Nakkita Trimble speaks through art, video and story

Her Nisga’a name means speaking through art — a name that epitomizes Nakkita Trimble’s path.

Nakkita Trimble is a First Nations artist with plans to help revive Nisga’a tattooing and providing a working space for artists in Prince Rupert.

Nakkita Trimble is a First Nations artist with plans to help revive Nisga’a tattooing and providing a working space for artists in Prince Rupert.



Her Nisga’a name means speaking through art — a name that epitomizes Nakkita Trimble’s path.

It is impossible to miss the Northwest Coast art and designs that characterize Prince Rupert. Trimble, a young Nisga’a woman living on Tsimshian territory, wants to add to that space.

Two years ago she purchased a home that she plans to turn into an artist residency where people can carve, photograph and document their work for portfolios and socialize with other artists. Sometime this spring she expects to open her tattoo studio.

The journey up until this point in Trimble’s life is a landscape that stretches from the Nass Valley, to Alberta, Terrace and across the sea to New Zealand, but it all began in Prince Rupert.

“I grew up in these forests, fishing and hunting. I grew up on a gillnetter in the summer months.
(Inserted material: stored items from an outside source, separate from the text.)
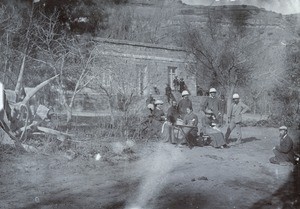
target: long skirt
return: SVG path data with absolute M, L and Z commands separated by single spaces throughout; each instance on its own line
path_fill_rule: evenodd
M 206 135 L 211 138 L 210 145 L 213 147 L 221 147 L 226 144 L 224 134 L 213 128 L 206 129 Z
M 177 143 L 175 138 L 174 126 L 171 123 L 165 122 L 162 125 L 161 138 L 164 142 L 170 142 L 172 144 Z

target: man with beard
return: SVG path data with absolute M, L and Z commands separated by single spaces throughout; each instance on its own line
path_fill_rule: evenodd
M 176 124 L 176 120 L 179 117 L 177 102 L 172 101 L 172 106 L 169 107 L 167 112 L 167 122 L 165 123 L 165 127 L 163 130 L 163 138 L 164 142 L 170 142 L 172 144 L 176 143 L 174 136 L 174 125 Z
M 270 158 L 270 163 L 280 164 L 282 162 L 294 163 L 293 140 L 288 135 L 286 126 L 279 128 L 279 145 L 273 148 L 274 157 Z

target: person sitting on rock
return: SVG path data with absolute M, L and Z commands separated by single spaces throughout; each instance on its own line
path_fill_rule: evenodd
M 286 126 L 281 126 L 279 128 L 279 145 L 273 148 L 274 157 L 270 158 L 270 163 L 280 164 L 283 162 L 294 163 L 294 150 L 293 150 L 293 140 L 288 135 L 288 129 Z

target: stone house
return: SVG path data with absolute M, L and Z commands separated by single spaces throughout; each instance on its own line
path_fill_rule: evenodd
M 118 88 L 124 81 L 121 87 L 134 89 L 136 95 L 154 94 L 154 87 L 163 95 L 166 84 L 174 89 L 173 79 L 178 76 L 196 95 L 196 78 L 188 73 L 193 61 L 183 48 L 103 38 L 94 41 L 93 70 L 102 85 Z

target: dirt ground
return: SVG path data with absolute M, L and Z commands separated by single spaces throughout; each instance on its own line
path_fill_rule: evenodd
M 2 152 L 0 208 L 296 208 L 295 168 L 268 161 L 278 130 L 242 130 L 243 143 L 226 149 L 92 139 L 80 143 L 93 153 L 74 159 Z

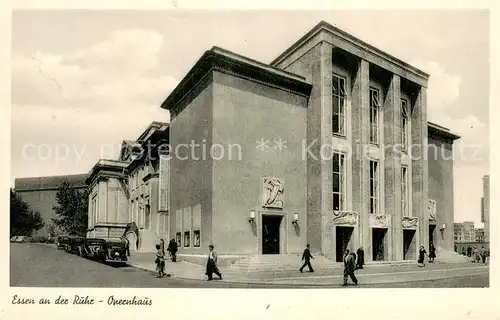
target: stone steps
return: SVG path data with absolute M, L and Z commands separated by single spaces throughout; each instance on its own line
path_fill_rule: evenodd
M 236 260 L 229 268 L 245 272 L 290 271 L 300 268 L 303 263 L 301 258 L 302 255 L 299 254 L 249 256 Z M 311 264 L 313 268 L 321 269 L 336 269 L 341 267 L 340 263 L 328 260 L 321 255 L 315 255 Z

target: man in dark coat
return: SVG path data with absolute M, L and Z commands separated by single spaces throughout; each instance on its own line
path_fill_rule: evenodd
M 306 246 L 306 249 L 304 250 L 304 253 L 302 254 L 302 261 L 304 261 L 304 264 L 302 265 L 302 267 L 300 267 L 300 269 L 299 269 L 300 272 L 302 272 L 302 270 L 304 270 L 304 268 L 306 266 L 309 267 L 309 272 L 314 272 L 314 269 L 311 266 L 311 259 L 314 259 L 314 257 L 311 254 L 310 248 L 311 248 L 311 246 L 308 244 Z
M 358 261 L 356 264 L 356 268 L 363 269 L 363 265 L 365 264 L 365 251 L 363 250 L 363 247 L 359 247 L 356 253 L 358 254 Z
M 176 256 L 177 242 L 175 242 L 174 239 L 170 240 L 170 243 L 168 244 L 167 250 L 170 252 L 170 256 L 172 257 L 172 262 L 176 262 L 177 261 L 177 256 Z
M 207 272 L 205 272 L 208 276 L 208 281 L 213 279 L 212 276 L 214 273 L 219 277 L 219 279 L 222 280 L 222 274 L 220 273 L 219 268 L 217 268 L 217 253 L 214 250 L 214 246 L 209 245 L 208 250 Z
M 356 270 L 356 258 L 354 257 L 354 253 L 347 254 L 344 256 L 344 284 L 343 286 L 347 286 L 347 277 L 351 277 L 352 282 L 355 285 L 358 285 L 358 279 L 354 275 L 354 271 Z

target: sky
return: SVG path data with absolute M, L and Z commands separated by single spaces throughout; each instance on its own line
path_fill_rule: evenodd
M 428 120 L 455 144 L 455 221 L 480 223 L 489 174 L 486 11 L 14 11 L 11 184 L 88 172 L 152 121 L 205 50 L 269 63 L 325 20 L 430 74 Z

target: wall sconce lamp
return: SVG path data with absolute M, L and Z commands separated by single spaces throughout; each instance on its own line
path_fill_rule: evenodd
M 253 223 L 255 220 L 255 210 L 250 210 L 250 216 L 248 217 L 248 223 Z
M 445 223 L 443 223 L 443 224 L 441 225 L 441 230 L 444 230 L 444 229 L 446 229 L 446 224 L 445 224 Z
M 299 224 L 299 214 L 298 213 L 294 213 L 293 214 L 293 220 L 292 220 L 292 224 L 295 226 L 297 224 Z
If we weren’t out commercial fishing we were out food fishing. I’ve grown up eating the food of this area, and in the Nass as well,” Trimble said adding that she visited family there.

She introduces herself in Nisga’a but she was never taught the language. Her grandmother would speak Nisga’a at home with her mom. She picked up some words and phrases. In her late-twenties she is learning the language to speak with elders in her pursuit to revive Nisga’a tattooing and to keep the language alive, reversing the effects of residential schools.

Her dog, Yinni, is also Nisga’a. Trimble first saw her at the Nisga’a new years celebration two years ago.

“She picked me. She came and put her head on my foot. She was the runt and there was six of them fighting over a bowl of rice and I don’t think she would have survived. She looked up at me, the tiniest little ball of fluff, I had to take her,” she said.

Years before she adopted Yinni, Trimble did her post-secondary studies in Alberta. She went to Red Deer College for two years then transferred to be a ceramics major at the Alberta College of Art and Design in Calgary. Between semesters she worked with the Alberta’s Future Leaders Program to promote art and recreational activities with youths in First Nations communities. At one point, she was sent out to the Heart Lake First Nation, just below Fort McMurray.

“Through that experience we were doing a lot of ceremony and a lot of late night conversations around the fire. It was like an earthquake happened in my body, I can’t describe it any other way,” she said.

She realized it was time to return home and reconnect with her identity. After completing her Fine Arts degree she had a tattoo of a leaf — a symbol of transition and harmony — inked on her wrist at Wicked Addictions.

At the time, she was having a recurring dream about stretching a bear hide over a frame and tattooing the migration patterns of her family, their bloodline and her grandmother’s portrait.

The tattoo artist listened to Trimble as she described the dream and he told her he was looking for an apprentice. She took him up on his offer and for the next two years she practiced another form of art.

Her path led her to Terrace for another year at the Freda Diesing School of Northwest Coast Art where she learned formline painting and drawing as a way to fine tune her skills in tattooing traditional formline.

At the college, she saw a presentation on Ta moko, the sacred tattooing of the Maori’s in New Zealand. She then travelled to the South Pacific to learn more about the revival of Ta moko as part of her research to revive Nisga’a tattooing in the Nass Valley.

When she returned, she met with the council of elders from the four communities in the Nass Valley, presented her research and asked if she could revive Nisga’a tattooing as a community. The council agreed, and she remains on this path today while working on the artist residence in Prince Rupert.

Trimble speaks through art with children as well. She has been contracted by School District 52 to teach the young students how to draw and paint. “They have this crazy insight to things. They ask questions that are so good,” Trimble said.

She recently finished a contract at the Northwest Community College where she taught drum making, regalia making and painting formline. She also volunteers with the National Aboriginal Committee and at the Friendship House, where her sister works, and on the odd Monday she dances with the Gitmaxmak’ay Nisga’a Hall Dance Group.

As Trimble continues to expand her craft she intends to prop up other artists in the city by providing space in her home and to use art as a language to reconnect the young and old generations of the Nisga’a communities.